The Financial Conduct Authority (FCA) has today revealed that Direct Line Group will carry out a past business review relating to the watchdog’s pricing rules. The move marks the first time a formal voluntary requirement has been agreed with a firm in relation to the FCA's motor and home insurance pricing rules.
The FCA noted that Direct Line has agreed a voluntary requirement having charged some existing home and motor customers ‘more for their renewal than they would have done if they were a new customer’. The regulatory body stated that Direct Line will carry out a review to identify all cases where a customer has been overcharged and provide appropriate redress.
Customers were notified that they do not need to do anything at this stage and that Direct Line will be contacting affected customers directly.

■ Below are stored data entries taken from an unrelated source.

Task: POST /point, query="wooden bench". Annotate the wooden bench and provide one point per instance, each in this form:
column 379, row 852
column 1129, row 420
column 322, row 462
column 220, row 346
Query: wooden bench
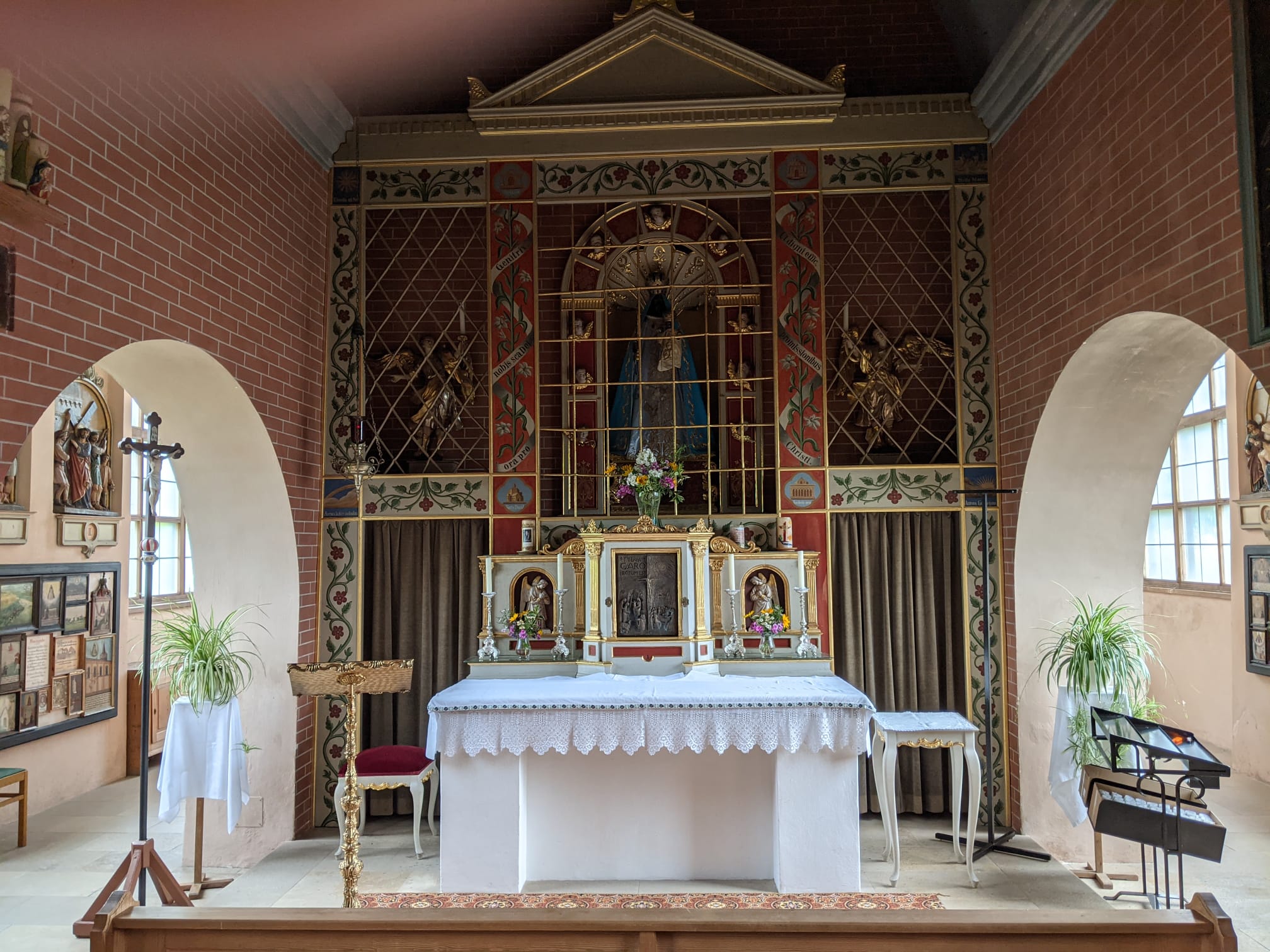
column 8, row 777
column 122, row 927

A report from Reuters shared a statement from Direct Line which revealed that the current estimate of the payments is in the region of £30 million pounds, “of which half was provided for within the Group’s 2022 full-year results.” In the statement, Direct Line said an error in its implementation of the FCA’s rules meant its calculation of the equivalent new business price for some customers failed to comply with the regulation.
“As a result, those customers have paid a renewal price higher than they should have,” Direct Line said.
The news caps off a busy week for the British insurance giant which announced on Wednesday that Adam Winslow – who was formerly CEO of Aviva’s UK and Ireland General Insurance business - is due to step up as its new CEO. Winslow is expected to take up his new role in Q1 2024.